Overview
In this episode of The Dashboard Effect, Brick Thompson and Caleb Oaks continue their accessible terminology series, this time focusing on the concepts that describe how data is structured and organized for analytics. The episode is aimed at non-technical listeners who encounter terms like star schema, semantic layer, and dimensional modeling in data conversations and want a working understanding of what they mean and why they matter.
The explanations are clear, concrete, and grounded in how these concepts actually function in practice rather than in abstract definitions. See how Blue Margin’s Managed Data Platform applies Kimball-style dimensional modeling and semantic layer architecture to build data environments that are organized for performance, intuitive for business users, and ready for the analytics and AI use cases that depend on clean, well-structured data.
What This Episode Covers
Kimball Style and Dimensional Modeling (0:22 – 3:20)
The Kimball methodology is one of the foundational approaches to organizing data for analytics. It uses two types of tables: fact tables, which store transactional data like individual sales records, and dimension tables, which provide the descriptive context around those transactions, such as customer details, product information, or time periods. Separating facts from dimensions avoids redundant data storage and creates a structure that is both efficient and intuitive for reporting.

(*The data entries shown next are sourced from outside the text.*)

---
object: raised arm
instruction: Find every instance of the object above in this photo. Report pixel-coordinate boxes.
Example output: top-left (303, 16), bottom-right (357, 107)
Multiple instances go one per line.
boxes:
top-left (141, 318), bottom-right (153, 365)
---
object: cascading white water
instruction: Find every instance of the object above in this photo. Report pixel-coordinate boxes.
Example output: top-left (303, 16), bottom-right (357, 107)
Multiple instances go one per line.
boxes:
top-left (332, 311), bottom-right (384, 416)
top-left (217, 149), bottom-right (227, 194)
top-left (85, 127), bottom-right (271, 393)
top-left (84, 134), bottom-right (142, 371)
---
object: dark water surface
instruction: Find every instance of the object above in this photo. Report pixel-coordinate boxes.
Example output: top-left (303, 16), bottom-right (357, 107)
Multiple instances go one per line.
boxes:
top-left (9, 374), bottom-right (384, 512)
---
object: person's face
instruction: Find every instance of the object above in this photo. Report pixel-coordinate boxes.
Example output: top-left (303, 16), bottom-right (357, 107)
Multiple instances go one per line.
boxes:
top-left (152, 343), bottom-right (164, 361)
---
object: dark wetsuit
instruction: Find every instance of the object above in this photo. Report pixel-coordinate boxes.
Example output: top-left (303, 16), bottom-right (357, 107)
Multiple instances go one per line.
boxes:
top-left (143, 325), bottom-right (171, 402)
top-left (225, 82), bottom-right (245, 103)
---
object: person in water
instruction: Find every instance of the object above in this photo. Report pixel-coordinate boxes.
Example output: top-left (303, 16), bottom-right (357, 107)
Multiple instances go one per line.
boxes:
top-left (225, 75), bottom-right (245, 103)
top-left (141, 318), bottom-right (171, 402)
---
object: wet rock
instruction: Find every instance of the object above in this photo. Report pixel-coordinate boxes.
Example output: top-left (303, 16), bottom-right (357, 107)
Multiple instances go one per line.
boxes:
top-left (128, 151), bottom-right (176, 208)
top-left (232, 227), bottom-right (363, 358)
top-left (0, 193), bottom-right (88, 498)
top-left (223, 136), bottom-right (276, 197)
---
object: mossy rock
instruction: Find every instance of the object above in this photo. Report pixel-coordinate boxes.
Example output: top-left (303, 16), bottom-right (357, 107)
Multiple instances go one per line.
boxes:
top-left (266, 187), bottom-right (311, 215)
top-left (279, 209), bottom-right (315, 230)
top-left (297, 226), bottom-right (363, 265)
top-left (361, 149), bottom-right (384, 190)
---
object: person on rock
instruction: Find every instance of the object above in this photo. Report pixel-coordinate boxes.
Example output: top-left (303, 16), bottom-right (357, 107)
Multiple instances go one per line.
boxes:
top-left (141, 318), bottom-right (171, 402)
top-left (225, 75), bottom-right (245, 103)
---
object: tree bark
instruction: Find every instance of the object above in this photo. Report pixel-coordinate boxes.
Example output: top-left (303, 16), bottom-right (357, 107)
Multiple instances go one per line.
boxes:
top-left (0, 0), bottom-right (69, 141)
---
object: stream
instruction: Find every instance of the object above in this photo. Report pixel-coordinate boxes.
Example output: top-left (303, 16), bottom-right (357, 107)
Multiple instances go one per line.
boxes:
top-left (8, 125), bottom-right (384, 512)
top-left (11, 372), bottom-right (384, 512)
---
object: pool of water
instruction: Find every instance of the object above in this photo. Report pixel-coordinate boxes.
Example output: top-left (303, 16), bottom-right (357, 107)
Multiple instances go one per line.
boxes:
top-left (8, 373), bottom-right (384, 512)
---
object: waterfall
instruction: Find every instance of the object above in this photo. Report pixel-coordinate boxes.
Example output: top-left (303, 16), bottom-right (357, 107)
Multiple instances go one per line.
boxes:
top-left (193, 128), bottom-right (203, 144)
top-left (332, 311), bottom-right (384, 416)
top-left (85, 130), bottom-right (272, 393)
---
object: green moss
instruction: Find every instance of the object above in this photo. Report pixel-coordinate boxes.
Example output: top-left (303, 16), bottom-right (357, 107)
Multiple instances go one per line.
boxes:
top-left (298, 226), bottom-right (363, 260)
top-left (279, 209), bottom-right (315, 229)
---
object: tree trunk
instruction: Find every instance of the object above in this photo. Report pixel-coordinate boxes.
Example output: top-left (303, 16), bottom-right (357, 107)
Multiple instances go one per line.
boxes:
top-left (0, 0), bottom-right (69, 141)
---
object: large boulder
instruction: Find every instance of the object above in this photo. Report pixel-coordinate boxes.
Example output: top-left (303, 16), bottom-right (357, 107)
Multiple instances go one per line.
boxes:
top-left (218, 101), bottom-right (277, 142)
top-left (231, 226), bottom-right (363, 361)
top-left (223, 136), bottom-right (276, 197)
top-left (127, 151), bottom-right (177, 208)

Data Models and Relationships (3:20 – 4:59)
A data model is the structure that defines how tables are organized and how they relate to each other. The relationships between tables, often called joins, are what allow data from multiple sources to be combined and analyzed together. Without a well-defined model, cross-table analysis becomes either impossible or unreliable.
Star vs. Snowflake Schemas (5:00 – 6:57)
A star schema is a denormalized model where a central fact table is surrounded directly by dimension tables, creating a structure that resembles a star. It is straightforward to query and generally performs well for most analytics use cases. A snowflake schema adds further normalization by breaking dimension tables into additional sub-tables, creating a more complex multi-level structure that can reduce data redundancy but introduces additional relationship traversal that can affect query performance.
Semantic Models and Layers (6:57 – 8:40)
A semantic layer sits on top of raw data, such as data stored in a lake, and provides a user-friendly view that translates technical table structures into business-meaningful terms. Rather than requiring a tool like Power BI to interpret raw, cryptically named tables directly, the semantic layer presents the data in a form that both the tool and the business users working with it can navigate intuitively. It is the layer that bridges the technical reality of how data is stored and the practical reality of how it needs to be used.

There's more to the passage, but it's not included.